A school feud that has lasted six years and involved some of Arlington's most powerful leaders, ended yesterday when the county's public school superintendent, Larry Cuban, announced he would resign in March.

"Under the circumstances, he has survived a lot longer than I would have imagined," said county board chairman Walter Frankland, who plunged into Arlington politics six years ago to battle Cuban over a school issue.

The widely anticipated resignation reflected the political changes that have occurred in the county since Cuban and his Democratic-backed supporters lost control of the county government. His letter of resignation was addressed to the man who was the center of the 1975 dispute, school board chairman O.U. Johansen.

Cuban, then newly arrived in Arlington, tangled with Johansen, principal of Washington-Lee High School, seeking to place him in an administrative job. Frankland led a parent's group opposing Johansen's transfer to such a post.

The group lost their fight with Cuban, but Frankland, with the support of county Republicans, made the county schools a political issue. He wrestled a seat on the county board from the dominant Democratic-backed Arlingtonians for a Better County, and the GOP followed his victory with others that many said sealed Cuban's fate.

Last year, given his first chance to fill an empty seat on the county school board, Frankland chose Johansen. The two enemies, Cuban and Johansen, have barely maintained a professional civility since. "The relationship was never one that I would characterize as warm," said Johansen yesterday.

Cuban's departure will come 14 weeks before the expiration of his current contract and after nearly nine months of rumors he was looking elsewhere for work.

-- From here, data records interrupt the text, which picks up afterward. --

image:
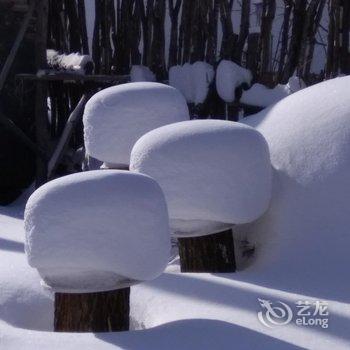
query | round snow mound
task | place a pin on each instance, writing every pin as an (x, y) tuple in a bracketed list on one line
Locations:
[(98, 230), (213, 173), (309, 138), (115, 118)]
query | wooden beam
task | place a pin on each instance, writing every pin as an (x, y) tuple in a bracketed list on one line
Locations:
[(212, 253), (92, 312), (73, 77)]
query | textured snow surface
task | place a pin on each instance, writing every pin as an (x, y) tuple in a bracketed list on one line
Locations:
[(116, 117), (176, 311), (230, 76), (209, 170), (141, 73), (92, 231), (309, 138), (262, 96), (192, 80)]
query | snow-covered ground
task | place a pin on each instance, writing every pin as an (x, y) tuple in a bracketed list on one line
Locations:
[(293, 293), (176, 311)]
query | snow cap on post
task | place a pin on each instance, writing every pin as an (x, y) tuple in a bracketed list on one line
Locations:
[(97, 231), (214, 173), (116, 117)]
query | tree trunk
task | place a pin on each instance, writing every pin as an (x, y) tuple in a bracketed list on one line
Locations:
[(268, 15), (229, 38), (284, 38), (92, 312), (211, 253), (345, 55), (174, 15), (299, 12), (243, 32), (212, 43), (41, 121)]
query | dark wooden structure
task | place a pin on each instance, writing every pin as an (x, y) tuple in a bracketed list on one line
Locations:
[(213, 253), (92, 312)]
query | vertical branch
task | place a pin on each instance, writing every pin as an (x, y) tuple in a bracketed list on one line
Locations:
[(288, 5), (311, 24), (158, 40), (212, 43), (186, 29), (174, 15), (345, 55), (83, 29), (299, 11), (228, 37), (268, 15), (244, 30), (96, 46)]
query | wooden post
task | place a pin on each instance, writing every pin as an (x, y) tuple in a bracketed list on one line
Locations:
[(92, 312), (211, 253), (41, 121)]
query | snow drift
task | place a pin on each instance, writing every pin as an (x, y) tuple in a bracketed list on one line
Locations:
[(308, 221), (262, 96), (214, 173), (98, 230), (115, 118)]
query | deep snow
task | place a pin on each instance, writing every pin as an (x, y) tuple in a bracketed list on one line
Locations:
[(97, 230), (213, 173), (262, 96), (309, 138), (175, 311), (301, 254), (116, 117)]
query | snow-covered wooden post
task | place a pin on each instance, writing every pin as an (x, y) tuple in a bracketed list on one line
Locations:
[(115, 118), (214, 174), (91, 236)]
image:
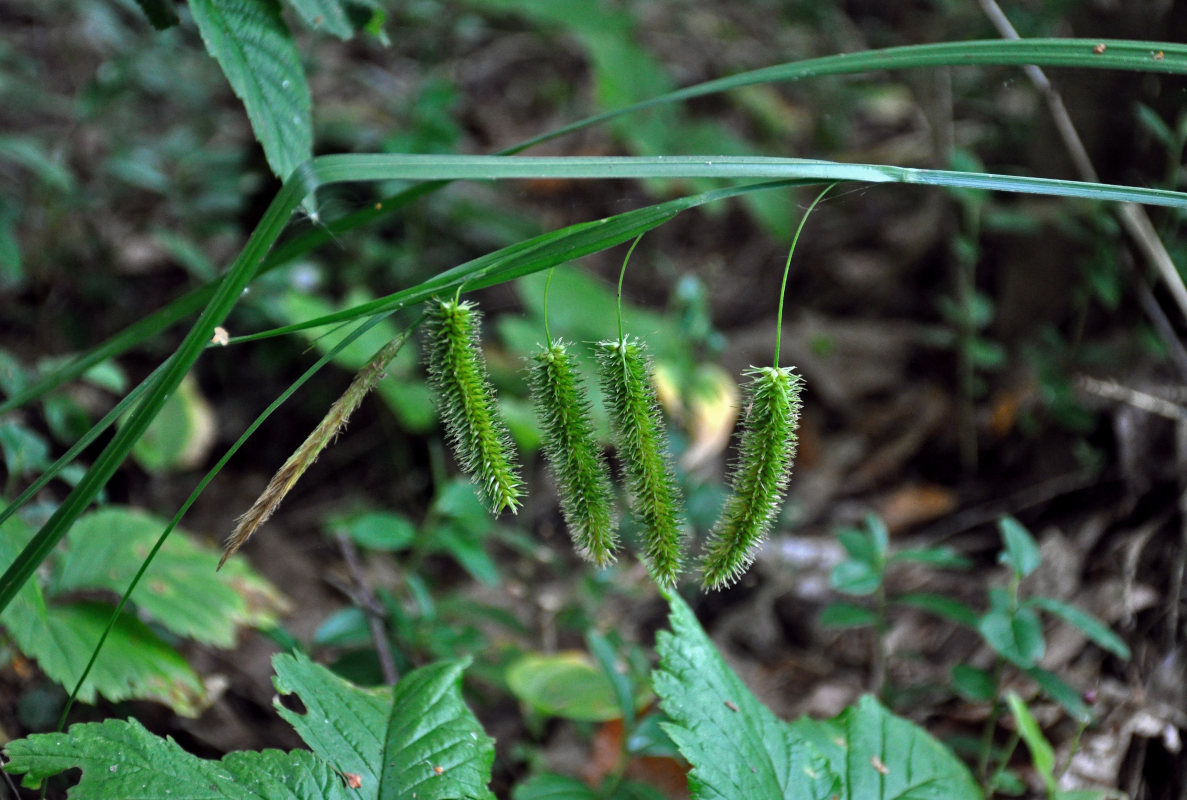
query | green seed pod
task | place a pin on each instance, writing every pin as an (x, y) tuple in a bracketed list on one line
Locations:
[(642, 449), (474, 427), (583, 480), (760, 476)]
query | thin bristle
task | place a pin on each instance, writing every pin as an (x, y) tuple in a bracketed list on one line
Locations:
[(642, 449), (583, 481), (760, 476), (474, 426)]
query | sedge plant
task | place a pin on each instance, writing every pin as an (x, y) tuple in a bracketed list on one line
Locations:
[(641, 442), (395, 759), (583, 478), (767, 452)]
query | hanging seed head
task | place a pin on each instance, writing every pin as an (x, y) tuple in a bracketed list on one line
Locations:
[(583, 480), (760, 475), (474, 426), (642, 449)]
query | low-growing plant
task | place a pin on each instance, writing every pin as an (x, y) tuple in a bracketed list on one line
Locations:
[(1010, 624), (418, 738)]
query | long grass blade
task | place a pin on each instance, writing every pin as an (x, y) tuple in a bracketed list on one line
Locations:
[(165, 383), (1087, 54)]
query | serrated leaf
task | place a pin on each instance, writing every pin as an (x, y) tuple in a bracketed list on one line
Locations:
[(355, 734), (887, 756), (565, 685), (328, 16), (342, 723), (436, 749), (181, 590), (736, 747), (124, 760), (256, 52), (416, 741), (182, 435), (1089, 624), (1021, 552), (1041, 751), (134, 662)]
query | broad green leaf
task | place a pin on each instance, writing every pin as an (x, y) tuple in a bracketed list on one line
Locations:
[(181, 590), (328, 16), (367, 744), (1021, 552), (846, 615), (1041, 751), (940, 605), (1016, 636), (134, 662), (343, 724), (564, 684), (436, 749), (1089, 624), (736, 747), (124, 760), (887, 756), (256, 54)]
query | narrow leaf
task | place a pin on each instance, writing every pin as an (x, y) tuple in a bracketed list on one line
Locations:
[(1021, 552), (1041, 751), (181, 590), (256, 54), (1089, 624)]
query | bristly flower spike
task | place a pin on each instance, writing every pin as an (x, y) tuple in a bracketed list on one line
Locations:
[(583, 480), (766, 455), (474, 426), (642, 449)]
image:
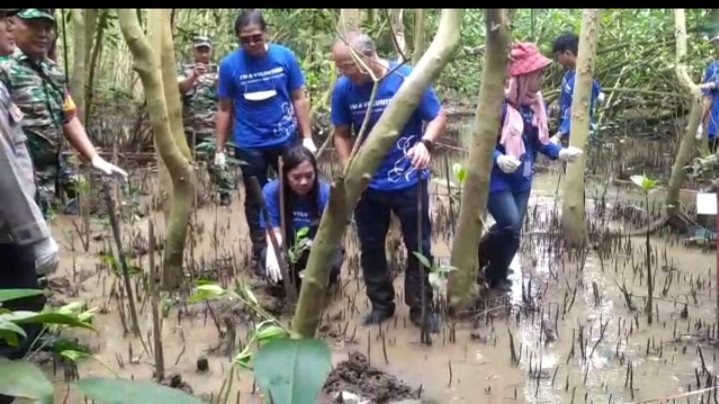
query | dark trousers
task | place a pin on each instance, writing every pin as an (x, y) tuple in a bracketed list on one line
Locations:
[(501, 242), (301, 264), (18, 272), (372, 217), (255, 163)]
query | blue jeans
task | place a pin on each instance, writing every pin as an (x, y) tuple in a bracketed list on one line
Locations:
[(501, 243), (255, 163), (372, 217)]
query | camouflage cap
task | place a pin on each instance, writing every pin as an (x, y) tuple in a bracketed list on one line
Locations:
[(199, 41), (35, 13)]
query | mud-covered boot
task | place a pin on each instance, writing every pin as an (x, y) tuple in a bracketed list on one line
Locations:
[(377, 316), (415, 315)]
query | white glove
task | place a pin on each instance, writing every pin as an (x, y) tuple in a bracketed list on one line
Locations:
[(508, 164), (309, 145), (570, 153), (220, 160), (47, 257), (107, 168), (272, 266)]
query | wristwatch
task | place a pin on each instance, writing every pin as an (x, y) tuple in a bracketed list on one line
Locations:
[(428, 144)]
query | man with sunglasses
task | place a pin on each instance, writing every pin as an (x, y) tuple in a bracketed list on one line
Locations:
[(261, 84), (198, 87), (26, 244), (399, 182), (38, 88)]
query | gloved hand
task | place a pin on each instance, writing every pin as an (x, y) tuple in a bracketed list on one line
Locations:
[(109, 169), (47, 257), (570, 153), (600, 98), (220, 160), (272, 265), (508, 164), (309, 144)]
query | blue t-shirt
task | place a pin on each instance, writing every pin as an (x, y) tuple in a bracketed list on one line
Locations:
[(301, 209), (349, 105), (521, 179), (565, 102), (261, 91), (712, 75)]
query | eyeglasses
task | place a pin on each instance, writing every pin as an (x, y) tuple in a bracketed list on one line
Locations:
[(251, 39)]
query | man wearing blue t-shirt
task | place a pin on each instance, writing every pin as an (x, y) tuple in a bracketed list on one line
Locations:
[(395, 185), (262, 85), (565, 49), (710, 105)]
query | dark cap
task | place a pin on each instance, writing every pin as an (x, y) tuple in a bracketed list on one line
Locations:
[(199, 41), (35, 13)]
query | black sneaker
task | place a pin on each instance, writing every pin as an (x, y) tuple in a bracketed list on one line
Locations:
[(377, 316), (415, 316)]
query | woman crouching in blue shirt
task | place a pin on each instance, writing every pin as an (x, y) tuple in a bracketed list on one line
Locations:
[(523, 134), (306, 197)]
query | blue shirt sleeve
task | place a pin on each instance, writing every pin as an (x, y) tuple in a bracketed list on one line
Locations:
[(324, 195), (709, 76), (296, 78), (270, 194), (339, 110), (550, 150), (429, 105), (225, 84)]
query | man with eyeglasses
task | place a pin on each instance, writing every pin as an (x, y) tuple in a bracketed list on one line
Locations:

The 46-year-old Cuban will leave a job that pays $53,600 a year to accept a grant from the Department of Education to research contemporary classroom teaching techniques. Cuban's proposal for the 18-month study asks for $65,000. Though his proposal has been accepted, a U.S. official said yesterday that "we are still negotiating" over the size of the grant.

"This has been one of the most exciting postions I have held, but I need renewal," said Cuban, the author of four books on education. He had worked nine years as a teacher and administrator in District of Columbia schools before crossing the Potomac to become Arlington's superintendent.

During his years in Arlington, Cuban ran a school system forced to deal with problems caused by dwindling enrollment, increasing numbers of students who speak English as a second language and teacher unrest over pay and benefits. Few of his proposed solutions to these problems endeared him to Frankland, who repeatedly attacked the superintendent for what he said was a failure to teach "the basics."

Earlier this year, at a swearing-in ceremony at the County Court House, before an audience that included then-school board chairman Ann Broder, Frankland characterized Arlington schools as deteriorating and said the educational system lacked leadership.

Yesterday, Frankland said Cuban's lack of administrative experience caused the school system to be mismanaged -- but he placed the blame for that situation on the school board that appointed Cuban in 1974.

"Gracious to the end, isn't he," said Broder, who was a member of that board. "All you have to do is look at our test scores over the last seven years and you will see that we have done what . . . was considered impossible. We have maintained and improved test scores while the student body has become increasingly urbanized."

Cubann said yesterday he was not concerned about the effect his departure will have on the school system. "Arlington schools will not fall apart if I leave 14 weeks before the end of the school year," he said.

"It doesn't bother me," added Frankland, marking one of the few issues that the two men have agreed on in six years.